Solingen · Der Bergische Kunstpreis der National-Bank wurde in diesem Jahr geteilt. Nach dem Portrait von Jochen Mühlenbrink stellt die Morgenpost heute die Preisträgerin Leunora Salihu vor.

 Leunora Salihu in ihrem Düsseldorfer Atelier.

Leunora Salihu in ihrem Düsseldorfer Atelier.

Leunora Salihus Skulpturen erinnern auf den ersten Blick an Korbgeflechte und Nester. Sie bestehen oft aus Schichtungen formgleicher Elemente, die die Bildhauerin aus Holz oder Ton baut oder formt. Die beiden Skulpturen, die im Düsseldorfer Atelier der Bergischen Kunstpreisträgerin stehen, hat Salihu aus vielen kleinen anthrazitfarbenen Tonscheiben aufgebaut. Beide Skulpturen sind allerdings nicht auf ihren Sockeln platziert, sondern auf einfachen Holzpaletten. Worauf die Künstlerin dann auch hinweist: "Ich verwende keine klassischen Sockel. Vielmehr beschäftige ich mich mit dem Verhältnis von Sockel und Skulptur. Beides soll untrennbar sein." Für ihre turmartige Skulptur mit ovaler Grundform hat Salihu etwa einen aus Etagen aufgebauten Sockel gebaut.
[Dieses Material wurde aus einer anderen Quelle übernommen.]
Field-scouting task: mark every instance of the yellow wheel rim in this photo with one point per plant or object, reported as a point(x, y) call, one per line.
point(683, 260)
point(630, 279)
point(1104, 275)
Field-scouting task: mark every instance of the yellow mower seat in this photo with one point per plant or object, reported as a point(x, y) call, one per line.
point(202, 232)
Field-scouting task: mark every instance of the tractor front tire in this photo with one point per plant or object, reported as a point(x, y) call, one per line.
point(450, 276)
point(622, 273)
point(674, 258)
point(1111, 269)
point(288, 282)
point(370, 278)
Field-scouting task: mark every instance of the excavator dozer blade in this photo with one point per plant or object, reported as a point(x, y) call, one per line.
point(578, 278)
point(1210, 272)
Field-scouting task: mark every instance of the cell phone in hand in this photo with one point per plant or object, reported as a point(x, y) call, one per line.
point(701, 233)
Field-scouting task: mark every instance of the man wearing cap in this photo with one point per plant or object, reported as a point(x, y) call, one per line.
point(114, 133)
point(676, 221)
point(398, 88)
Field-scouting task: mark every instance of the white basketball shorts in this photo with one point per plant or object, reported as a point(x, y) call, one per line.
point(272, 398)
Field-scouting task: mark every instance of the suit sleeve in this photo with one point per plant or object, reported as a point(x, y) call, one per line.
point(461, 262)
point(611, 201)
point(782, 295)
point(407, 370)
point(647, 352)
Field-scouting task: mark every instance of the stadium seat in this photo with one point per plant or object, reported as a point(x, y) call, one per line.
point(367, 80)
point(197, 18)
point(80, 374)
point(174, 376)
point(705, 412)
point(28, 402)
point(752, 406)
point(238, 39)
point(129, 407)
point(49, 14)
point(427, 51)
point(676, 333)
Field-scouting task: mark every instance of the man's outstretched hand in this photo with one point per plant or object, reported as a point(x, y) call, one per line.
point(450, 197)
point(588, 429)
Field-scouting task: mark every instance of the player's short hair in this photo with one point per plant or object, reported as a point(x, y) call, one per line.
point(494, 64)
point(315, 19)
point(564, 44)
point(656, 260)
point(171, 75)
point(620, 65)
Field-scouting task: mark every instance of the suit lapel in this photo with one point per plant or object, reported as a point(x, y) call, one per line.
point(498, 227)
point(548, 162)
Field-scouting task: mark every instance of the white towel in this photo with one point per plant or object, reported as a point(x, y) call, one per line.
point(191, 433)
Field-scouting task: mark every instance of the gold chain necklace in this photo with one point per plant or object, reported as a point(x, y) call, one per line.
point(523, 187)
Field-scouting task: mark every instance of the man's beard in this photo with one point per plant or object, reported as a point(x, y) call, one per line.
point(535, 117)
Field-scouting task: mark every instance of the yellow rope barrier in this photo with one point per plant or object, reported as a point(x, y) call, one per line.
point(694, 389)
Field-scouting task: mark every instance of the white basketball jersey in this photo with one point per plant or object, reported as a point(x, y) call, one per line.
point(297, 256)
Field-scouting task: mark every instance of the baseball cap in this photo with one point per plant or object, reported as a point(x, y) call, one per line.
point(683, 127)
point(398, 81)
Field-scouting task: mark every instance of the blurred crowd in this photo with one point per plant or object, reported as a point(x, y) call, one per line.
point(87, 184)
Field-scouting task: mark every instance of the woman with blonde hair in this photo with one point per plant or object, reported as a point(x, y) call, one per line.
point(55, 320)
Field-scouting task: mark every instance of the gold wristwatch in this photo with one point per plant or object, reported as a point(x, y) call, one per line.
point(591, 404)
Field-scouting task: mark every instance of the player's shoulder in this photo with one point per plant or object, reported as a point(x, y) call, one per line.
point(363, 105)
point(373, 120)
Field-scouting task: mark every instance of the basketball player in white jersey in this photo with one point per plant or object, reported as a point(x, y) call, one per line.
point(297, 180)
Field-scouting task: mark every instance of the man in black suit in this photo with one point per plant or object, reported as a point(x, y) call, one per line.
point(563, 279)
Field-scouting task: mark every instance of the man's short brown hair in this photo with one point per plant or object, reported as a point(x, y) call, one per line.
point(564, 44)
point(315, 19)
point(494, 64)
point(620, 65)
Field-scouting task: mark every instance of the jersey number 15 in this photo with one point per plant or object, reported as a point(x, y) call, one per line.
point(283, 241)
Dessen Größe entspricht der doppelten Grundfläche der Tonform, die so nur eine Hälfte der Fläche besetzt. Die Höhe des Sockels ist so gewählt, dass der Betrachter nahe an die Skulptur herantreten muss, um von oben in die Form hineinschauen zu können.

 Skulpturen der Bergischen Kunstpreisträgerin Leunora Salihu. Im Atelier der Künstlerin stehen diese auf Paletten, nicht auf ihren richtigen Sockeln.

Skulpturen der Bergischen Kunstpreisträgerin Leunora Salihu. Im Atelier der Künstlerin stehen diese auf Paletten, nicht auf ihren richtigen Sockeln.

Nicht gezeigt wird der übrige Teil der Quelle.